D’altronde, sin dal 2009 l’Unione Europea aveva aperto una procedura d’infrazione contro l’Italia per deficit depurativo con ben 22 comuni calabresi nella lista di quelli inadempienti. Per di più, i dati raccolti da Legambiente rivelano una condizione inquietante e le indagini della magistratura descrivono una situazione disarmante: manutenzione degli impianti inesistente, scarichi non allacciati perché all’interno di lottizzazioni abusive senza rete fognaria, versamenti illegali di fanghi di lavorazione industriale.
Più cemento per tutti
Un muro di cemento illegale sta soffocando l’intera Calabria, seconda regione per numero di reati edilizi. «Su un totale di 715 km di costa – secondo Legambiente – gli abusi sono lievitati in maniera esponenziale nel 2010, con 700 infrazioni accertate, 610 sequestri eseguiti, 600 persone arrestate». Dai palazzi condominiali alle villette, dai camping ai villaggi turistici, fino alle aree demaniali “privatizzate” e alle costruzioni mai terminate, il cemento sui litorali è una valanga senza fine.
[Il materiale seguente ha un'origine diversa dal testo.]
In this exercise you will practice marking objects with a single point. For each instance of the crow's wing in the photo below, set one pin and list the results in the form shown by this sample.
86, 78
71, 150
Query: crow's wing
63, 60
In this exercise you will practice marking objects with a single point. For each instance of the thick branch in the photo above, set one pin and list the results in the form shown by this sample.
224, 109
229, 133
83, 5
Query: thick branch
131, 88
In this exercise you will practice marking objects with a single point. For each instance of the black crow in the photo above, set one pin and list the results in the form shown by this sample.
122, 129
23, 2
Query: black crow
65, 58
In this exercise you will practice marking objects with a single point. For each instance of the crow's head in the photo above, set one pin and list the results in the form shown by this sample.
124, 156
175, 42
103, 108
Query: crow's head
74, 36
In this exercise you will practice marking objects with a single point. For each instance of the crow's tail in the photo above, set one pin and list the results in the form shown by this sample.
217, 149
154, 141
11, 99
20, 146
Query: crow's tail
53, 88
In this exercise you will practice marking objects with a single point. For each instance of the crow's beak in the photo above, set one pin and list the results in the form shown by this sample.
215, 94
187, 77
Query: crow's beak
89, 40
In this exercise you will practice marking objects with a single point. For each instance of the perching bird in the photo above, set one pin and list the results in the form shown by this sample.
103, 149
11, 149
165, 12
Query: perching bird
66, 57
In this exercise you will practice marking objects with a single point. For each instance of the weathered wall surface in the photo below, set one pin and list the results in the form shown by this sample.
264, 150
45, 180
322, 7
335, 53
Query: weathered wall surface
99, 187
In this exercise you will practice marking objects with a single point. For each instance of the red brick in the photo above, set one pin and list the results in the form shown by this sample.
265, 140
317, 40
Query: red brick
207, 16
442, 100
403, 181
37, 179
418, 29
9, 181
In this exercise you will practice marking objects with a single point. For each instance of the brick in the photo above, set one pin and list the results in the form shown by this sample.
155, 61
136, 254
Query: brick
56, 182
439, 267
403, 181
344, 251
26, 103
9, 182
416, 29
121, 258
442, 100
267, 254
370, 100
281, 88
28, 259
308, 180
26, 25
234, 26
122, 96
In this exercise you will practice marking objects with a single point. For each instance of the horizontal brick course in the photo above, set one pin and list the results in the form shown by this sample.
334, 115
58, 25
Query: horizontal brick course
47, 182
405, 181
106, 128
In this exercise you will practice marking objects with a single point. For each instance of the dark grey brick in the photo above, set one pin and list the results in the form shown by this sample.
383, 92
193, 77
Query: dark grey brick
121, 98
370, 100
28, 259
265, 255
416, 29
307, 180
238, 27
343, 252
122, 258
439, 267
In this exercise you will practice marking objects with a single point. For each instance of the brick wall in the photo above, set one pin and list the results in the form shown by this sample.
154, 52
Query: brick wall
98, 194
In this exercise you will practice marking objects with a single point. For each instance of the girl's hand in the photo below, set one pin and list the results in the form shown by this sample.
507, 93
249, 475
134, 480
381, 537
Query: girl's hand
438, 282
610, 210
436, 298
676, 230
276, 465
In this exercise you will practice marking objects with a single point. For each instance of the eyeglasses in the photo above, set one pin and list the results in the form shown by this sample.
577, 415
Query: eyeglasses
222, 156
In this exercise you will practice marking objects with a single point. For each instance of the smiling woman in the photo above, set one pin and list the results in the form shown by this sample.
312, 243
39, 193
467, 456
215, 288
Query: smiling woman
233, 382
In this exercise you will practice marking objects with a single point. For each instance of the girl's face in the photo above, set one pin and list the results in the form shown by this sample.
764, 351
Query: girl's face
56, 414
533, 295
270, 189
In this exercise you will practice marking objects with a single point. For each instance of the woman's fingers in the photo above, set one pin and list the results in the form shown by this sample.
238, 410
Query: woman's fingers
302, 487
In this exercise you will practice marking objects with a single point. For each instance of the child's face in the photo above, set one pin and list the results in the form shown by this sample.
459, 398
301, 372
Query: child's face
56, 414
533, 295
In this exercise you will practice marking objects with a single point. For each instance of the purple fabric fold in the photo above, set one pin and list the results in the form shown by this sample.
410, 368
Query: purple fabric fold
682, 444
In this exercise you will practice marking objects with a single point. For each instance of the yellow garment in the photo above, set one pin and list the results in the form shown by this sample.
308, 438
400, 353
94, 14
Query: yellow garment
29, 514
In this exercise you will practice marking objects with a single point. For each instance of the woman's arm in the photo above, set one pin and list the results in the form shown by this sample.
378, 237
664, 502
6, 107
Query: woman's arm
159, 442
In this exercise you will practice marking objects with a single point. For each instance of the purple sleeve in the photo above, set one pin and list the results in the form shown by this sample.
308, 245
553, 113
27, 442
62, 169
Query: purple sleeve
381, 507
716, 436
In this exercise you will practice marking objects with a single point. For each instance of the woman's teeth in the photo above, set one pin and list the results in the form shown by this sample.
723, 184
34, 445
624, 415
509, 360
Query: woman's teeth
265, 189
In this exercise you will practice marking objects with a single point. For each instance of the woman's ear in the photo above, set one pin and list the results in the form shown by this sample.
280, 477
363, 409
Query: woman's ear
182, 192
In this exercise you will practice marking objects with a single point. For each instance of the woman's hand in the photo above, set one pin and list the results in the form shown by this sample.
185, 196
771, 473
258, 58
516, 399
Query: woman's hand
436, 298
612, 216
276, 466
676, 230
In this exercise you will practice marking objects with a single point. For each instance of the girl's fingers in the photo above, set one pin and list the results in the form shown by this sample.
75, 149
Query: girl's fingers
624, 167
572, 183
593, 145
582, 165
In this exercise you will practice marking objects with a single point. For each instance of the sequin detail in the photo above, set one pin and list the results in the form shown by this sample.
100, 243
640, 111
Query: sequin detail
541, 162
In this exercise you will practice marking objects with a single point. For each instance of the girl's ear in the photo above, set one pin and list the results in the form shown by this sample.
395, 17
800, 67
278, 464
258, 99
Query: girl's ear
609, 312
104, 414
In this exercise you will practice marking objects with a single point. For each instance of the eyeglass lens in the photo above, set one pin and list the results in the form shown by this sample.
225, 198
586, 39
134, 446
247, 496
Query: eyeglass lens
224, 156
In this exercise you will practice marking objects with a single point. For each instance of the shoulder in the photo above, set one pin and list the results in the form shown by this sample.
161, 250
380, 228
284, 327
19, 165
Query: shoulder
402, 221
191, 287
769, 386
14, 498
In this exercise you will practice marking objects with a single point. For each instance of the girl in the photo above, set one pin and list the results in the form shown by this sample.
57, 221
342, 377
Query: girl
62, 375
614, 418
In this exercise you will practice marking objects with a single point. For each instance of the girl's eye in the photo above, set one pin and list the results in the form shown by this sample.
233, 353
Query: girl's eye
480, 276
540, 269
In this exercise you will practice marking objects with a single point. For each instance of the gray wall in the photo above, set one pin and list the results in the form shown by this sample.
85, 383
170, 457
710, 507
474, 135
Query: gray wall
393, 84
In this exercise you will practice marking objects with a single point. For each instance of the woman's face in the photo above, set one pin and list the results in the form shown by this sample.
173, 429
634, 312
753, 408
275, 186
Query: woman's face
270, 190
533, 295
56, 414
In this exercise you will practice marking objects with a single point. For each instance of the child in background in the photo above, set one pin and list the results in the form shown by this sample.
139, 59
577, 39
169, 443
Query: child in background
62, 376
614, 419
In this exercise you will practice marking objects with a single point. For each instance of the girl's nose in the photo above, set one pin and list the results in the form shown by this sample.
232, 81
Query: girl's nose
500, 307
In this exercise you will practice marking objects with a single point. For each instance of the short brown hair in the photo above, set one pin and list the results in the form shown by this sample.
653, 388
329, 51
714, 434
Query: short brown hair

C’è poi la piaga degli ecomostri come quello di Fiuzzi a Praia a Mare, l’Aviosuperfice di Scalea, il cosiddetto Alveare di Copanello, per proseguire con il cemento da spiaggia della Palafitta di Falerna e continuare con le 700 ville delle ‘ndrine nell’Area Marina protetta di Capo Rizzuto. Più a nord, a Capo Colonna, c’è la deturpazione dell’omonimo Parco archeologico con ben 40 manufatti abusivi. Insomma, di tutto e di più: il mare è inquinato, il turismo è in panne, la Calabria affonda. Riusciranno prima o poi i calabresi ad invertire la rotta per una “rivoluzione verde”?